マドリーは、カリム・ベンゼマ、マルコ・アセンシオ、マリアーノ・ディアス、アザールが昨季限りで退団した。ベリンガム、フラン・ガルシア、ブラヒム・ディアス、ホセルを加えて新たなチームビルディングが行われている。
マドリーは、このプレシーズンで、システムを変えてプレーしている。従来の【4−3−3】ではなく【4−4−2】を選択。カルロ・アンチェロッティ監督は布陣を変更して、主力の退団、とりわけベンゼマの移籍をカバーしようとしている。
2018年夏にクリスティアーノ・ロナウドが退団して以降、マドリーはベンゼマが得点源になってきた。ベンゼマは18−19シーズン(リーガ21得点)、19−20シーズン(21得点)、20−21シーズン(23得点)、21−22シーズン(27得点)、22−23シーズン(19得点)とゴールを量産してきた。
■エムバペの加入の可能性
「プレシーズンツアーは疑惑を残した」(8月4日付スペイン『マルカ』紙)という見出しが踊ったように、このプレシーズンでは、マドリーに課題が出た。ミラン戦、マンチェスター・ユナイテッド戦で勝利を収めた一方で、バルセロナとのクラシコ、ユヴェントス戦では敗れている。
そして、これがキリアン・エムバペの移籍問題にかかわってくる。パリ・サンジェルマンと2024年夏まで契約を残しているエムバペだが、今夏移籍を志願しており、パリSGのプレシーズンツアーには参加しなかった。移籍先の希望、その最優先はレアル・マドリーであると言われている。
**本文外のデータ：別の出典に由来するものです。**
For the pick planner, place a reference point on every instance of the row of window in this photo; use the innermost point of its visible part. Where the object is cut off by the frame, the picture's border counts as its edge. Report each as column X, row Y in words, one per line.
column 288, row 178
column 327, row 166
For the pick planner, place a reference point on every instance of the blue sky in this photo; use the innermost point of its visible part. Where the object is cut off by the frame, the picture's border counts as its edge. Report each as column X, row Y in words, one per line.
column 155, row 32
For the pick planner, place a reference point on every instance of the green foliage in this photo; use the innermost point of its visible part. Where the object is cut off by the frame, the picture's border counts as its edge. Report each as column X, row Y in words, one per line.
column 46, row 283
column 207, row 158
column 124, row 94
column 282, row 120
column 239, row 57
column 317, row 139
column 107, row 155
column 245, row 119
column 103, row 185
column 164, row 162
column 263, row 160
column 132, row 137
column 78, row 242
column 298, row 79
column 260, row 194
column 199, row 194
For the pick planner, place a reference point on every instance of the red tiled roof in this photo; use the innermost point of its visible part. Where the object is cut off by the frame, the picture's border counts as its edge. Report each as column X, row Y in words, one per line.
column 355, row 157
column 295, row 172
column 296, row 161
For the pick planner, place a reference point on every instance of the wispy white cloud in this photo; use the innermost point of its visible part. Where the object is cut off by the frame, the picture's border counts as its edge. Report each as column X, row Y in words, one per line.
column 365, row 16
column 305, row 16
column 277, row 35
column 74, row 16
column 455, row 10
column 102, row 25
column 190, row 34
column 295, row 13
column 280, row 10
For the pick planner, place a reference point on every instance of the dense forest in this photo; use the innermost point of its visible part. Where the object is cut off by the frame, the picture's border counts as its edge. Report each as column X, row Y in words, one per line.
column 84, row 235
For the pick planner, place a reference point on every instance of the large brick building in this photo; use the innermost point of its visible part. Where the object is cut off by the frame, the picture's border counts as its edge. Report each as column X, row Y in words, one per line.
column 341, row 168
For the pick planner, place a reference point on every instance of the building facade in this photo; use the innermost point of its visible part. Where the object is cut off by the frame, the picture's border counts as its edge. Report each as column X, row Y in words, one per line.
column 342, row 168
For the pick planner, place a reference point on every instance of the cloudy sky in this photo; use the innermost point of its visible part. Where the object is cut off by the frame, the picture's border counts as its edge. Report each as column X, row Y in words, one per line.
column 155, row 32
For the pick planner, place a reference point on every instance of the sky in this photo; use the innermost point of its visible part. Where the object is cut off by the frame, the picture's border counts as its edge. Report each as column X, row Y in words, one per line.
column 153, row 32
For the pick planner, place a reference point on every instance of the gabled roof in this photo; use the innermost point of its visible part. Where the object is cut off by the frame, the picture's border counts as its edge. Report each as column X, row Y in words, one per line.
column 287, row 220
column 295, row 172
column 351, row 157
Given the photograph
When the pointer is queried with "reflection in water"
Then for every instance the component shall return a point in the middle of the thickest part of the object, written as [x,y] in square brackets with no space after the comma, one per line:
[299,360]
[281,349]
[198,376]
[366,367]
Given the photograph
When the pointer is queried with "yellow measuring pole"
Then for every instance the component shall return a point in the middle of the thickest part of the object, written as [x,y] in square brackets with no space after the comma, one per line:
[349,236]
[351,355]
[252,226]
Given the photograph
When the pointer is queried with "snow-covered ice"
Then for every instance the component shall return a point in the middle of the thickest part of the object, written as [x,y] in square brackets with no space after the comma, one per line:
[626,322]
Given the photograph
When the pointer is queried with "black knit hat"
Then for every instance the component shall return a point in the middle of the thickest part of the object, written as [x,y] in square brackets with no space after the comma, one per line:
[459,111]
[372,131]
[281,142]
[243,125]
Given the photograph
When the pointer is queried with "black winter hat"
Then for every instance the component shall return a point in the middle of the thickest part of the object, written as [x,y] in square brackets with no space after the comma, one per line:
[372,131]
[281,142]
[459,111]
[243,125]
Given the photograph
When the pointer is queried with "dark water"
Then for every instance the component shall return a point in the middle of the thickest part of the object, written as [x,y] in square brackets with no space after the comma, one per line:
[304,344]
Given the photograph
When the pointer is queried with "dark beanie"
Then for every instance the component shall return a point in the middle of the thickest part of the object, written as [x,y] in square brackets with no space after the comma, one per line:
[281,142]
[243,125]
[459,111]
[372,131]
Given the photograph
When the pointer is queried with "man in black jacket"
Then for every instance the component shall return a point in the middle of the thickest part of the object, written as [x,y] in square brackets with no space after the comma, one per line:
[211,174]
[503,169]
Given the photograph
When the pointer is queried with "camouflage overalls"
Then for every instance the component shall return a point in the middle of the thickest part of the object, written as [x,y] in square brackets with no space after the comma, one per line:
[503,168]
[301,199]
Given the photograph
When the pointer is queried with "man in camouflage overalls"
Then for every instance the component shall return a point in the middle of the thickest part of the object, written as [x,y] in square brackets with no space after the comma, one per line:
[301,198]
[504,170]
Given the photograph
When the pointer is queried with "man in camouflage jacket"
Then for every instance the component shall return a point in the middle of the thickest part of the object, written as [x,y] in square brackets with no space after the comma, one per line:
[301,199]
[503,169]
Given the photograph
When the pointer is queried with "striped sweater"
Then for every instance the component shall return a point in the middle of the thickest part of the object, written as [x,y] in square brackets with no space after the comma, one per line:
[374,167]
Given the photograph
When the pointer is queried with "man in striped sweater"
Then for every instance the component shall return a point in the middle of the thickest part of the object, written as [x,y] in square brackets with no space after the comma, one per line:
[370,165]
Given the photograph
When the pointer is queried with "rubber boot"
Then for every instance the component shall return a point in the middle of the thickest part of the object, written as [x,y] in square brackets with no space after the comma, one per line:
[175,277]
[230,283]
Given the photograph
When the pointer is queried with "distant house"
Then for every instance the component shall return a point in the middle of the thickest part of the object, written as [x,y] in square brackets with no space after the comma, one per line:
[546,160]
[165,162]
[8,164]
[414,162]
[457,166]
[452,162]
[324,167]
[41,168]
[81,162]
パリSGは先日、ゴンサロ・ラモス(ベンフィカ)を確保した。また、ウスマン・デンベレ(バルセロナ)の獲得を決定的としている。だが、さらなる補強を望んでおり、そのためにはエムバペの売却が必要になる。
ベリンガムの加入でマドリーの戦力が強化されたのは間違いない。あとは、エムバペがどうなるかーー。マーケットを注視する日々は続く。